Zoraya Urbina
Redacción Diario Co Latino
Jóvenes de comunidades en riesgo tienen esperanza de cambiar sus vidas e incidir en la sociedad, gracias al Programa Jóvenes Constructores El Salvador.
El Programa es coordinado por Catholic Relief Services (CRS), entidad que está en el país desde 1967; cuenta con el financiamiento de USAID (Agencia de los Estados Unidos para el Desarrollo Internacional) y es implementado a través de Fe y Alegría, un movimiento internacional de educación popular y promoción social, y la Fundación Quetzalcoatl, que trabaja con jóvenes en situación de alto riesgo y violencia.
Mediante el programa se forma a los jóvenes para que sean agentes de cambio en sus vidas, familias y comunidades, y se busca que estos se inserten de manera productiva y para que con su ejemplo hagan un cambio positivo en la sociedad salvadoreña, dice Balmore Córdova, de CRS.
El programa acoge a jóvenes en las edades comprendidas entre los 16 y 25 años, indica. Todos tienen que haber concluido el sexto grado, tiene estar desempleados y fuera del sistema escolar, de bajos ingresos económicos y que están expuestos a la violencia, explica Mauricio Barrios de la Fundación Quetzalcoatl.
Roberto Carlos, uno de los primeros beneficiados con el programa en la Comunidad Atlanta, en Mejicanos, indica que Jóvenes Constructores cambió su vida. “Aprendí que todos somos seres humanos, que conversando es como podemos entendernos, todos podemos cambiar si de verdad queremos hacerlo, si se puede se logra”, destaca.
“Jóvenes Constructores está basado en el modelo de YouthBuild, una iniciativa para la construcción de habilidades, liderazgo, autoestima, relaciones, capacidades, activos comunitarios, y “empleabilidad” a través de la creación de proyectos de vida de los jóvenes de forma individual y colectiva. Actualmente se implementa en seis sedes pero los jóvenes provienen de más de 50 municipios del país”, informa el CRS. Una de las sedes funciona está en la colonia 10 de octubre, San Marcos, que es considerada de alto riesgo.
Ahí, los muchachos reciben una formación completa: desde herramientas para hablar en público, cómo presentar un currículo, cómo ser más preactivos, hasta los cursos de panadería, cosmetología, mecánica, entre otros.

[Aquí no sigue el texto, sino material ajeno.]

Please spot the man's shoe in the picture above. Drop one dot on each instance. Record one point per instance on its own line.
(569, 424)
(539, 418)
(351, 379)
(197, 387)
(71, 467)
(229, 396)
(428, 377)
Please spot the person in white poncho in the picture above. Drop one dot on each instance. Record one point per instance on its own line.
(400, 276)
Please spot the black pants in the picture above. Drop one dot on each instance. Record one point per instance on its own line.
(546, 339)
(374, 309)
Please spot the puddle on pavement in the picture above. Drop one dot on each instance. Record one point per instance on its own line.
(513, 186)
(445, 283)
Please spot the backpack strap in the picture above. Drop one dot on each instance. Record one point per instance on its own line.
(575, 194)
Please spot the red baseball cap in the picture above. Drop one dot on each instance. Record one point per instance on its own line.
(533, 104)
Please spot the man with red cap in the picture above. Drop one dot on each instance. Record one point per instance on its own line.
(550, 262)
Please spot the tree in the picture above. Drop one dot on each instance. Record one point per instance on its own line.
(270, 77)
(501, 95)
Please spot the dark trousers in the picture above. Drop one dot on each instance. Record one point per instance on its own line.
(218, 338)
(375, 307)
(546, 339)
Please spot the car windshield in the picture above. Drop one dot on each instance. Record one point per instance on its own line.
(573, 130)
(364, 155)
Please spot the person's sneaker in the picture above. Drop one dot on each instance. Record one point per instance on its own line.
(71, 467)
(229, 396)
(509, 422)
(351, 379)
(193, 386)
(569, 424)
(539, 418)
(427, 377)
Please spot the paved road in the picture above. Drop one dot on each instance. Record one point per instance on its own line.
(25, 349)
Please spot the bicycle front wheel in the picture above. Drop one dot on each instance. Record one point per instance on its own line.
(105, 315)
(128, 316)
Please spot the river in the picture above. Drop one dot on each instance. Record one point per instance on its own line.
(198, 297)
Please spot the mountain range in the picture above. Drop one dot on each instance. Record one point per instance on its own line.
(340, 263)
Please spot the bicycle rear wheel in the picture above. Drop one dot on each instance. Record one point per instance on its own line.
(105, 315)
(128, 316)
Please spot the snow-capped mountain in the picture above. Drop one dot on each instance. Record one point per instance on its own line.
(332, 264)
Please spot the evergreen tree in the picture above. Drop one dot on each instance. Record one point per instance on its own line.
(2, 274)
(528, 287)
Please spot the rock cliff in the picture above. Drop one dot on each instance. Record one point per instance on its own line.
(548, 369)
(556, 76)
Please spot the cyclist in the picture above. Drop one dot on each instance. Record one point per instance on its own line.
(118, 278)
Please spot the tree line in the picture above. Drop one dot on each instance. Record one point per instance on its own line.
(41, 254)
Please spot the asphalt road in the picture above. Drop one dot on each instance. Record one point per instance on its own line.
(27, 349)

Las otras sedes, están en Soyapango, Mejicanos y en el resto del país.
Estela Maritza, de 29 años, es madre de tres niños, en el curso anterior, recibió el curso de panadería, ahora vende pan dulce en la iglesia y a sus conocidos. “Mi objetivo es tener mi panadería, que sea más grande, ya tengo lo esencial, el horno, el tiempo y las ganas, esta es una gran oportunidad”, dice esperanzada.
De acuerdo a datos de CRS, desde marzo de 2010 a diciembre de 2011, un mil 713 jóvenes en riesgo se han formado completando su capacitación el 83.2%. Poco más de la mitad (54.8%) de los participantes han conseguido insertarse luego de finalizar el programa y 43.6% han conseguido entrar en alguna actividad productiva, empleo o microempresa, convirtiéndose en líderes.
Tal es el caso de Rosy, quien después de capacitarse, consiguió un empleo en una sala de belleza, gracias a la gestión de empleo del CRS, que es parte del proyecto. Andrea Pineda, gerente del lugar, asegura que las recomendadas del programa son responsables, con iniciativa y con muchas ganas de trabajar.
“Yo doy fe de que vienen bien preparadas, son personas que muestran gran entusiasmo y compromiso por su trabajo, estas niñas, sí tienen ganas de trabajar y por eso les damos la oportunidad, porque creemos que este tipo de proyectos sí son importantes y valen la pena”, indica.
Esa transformación se logra gracias a los esfuerzos de los equipos multidisciplinarios, la metodología integrada, la apertura de más de 180 empresas y sobre todo, la decisión de los jóvenes de asumir la responsabilidad por su futuro, dice Balmore.
“Lo que nos motiva para trabajar son los jóvenes, cada vez que los veo, recuerdo que asumí un compromiso para trabajar por ellos, porque sé que pueden dar lo mejor de si mismos y transformar la sociedad”, concluye.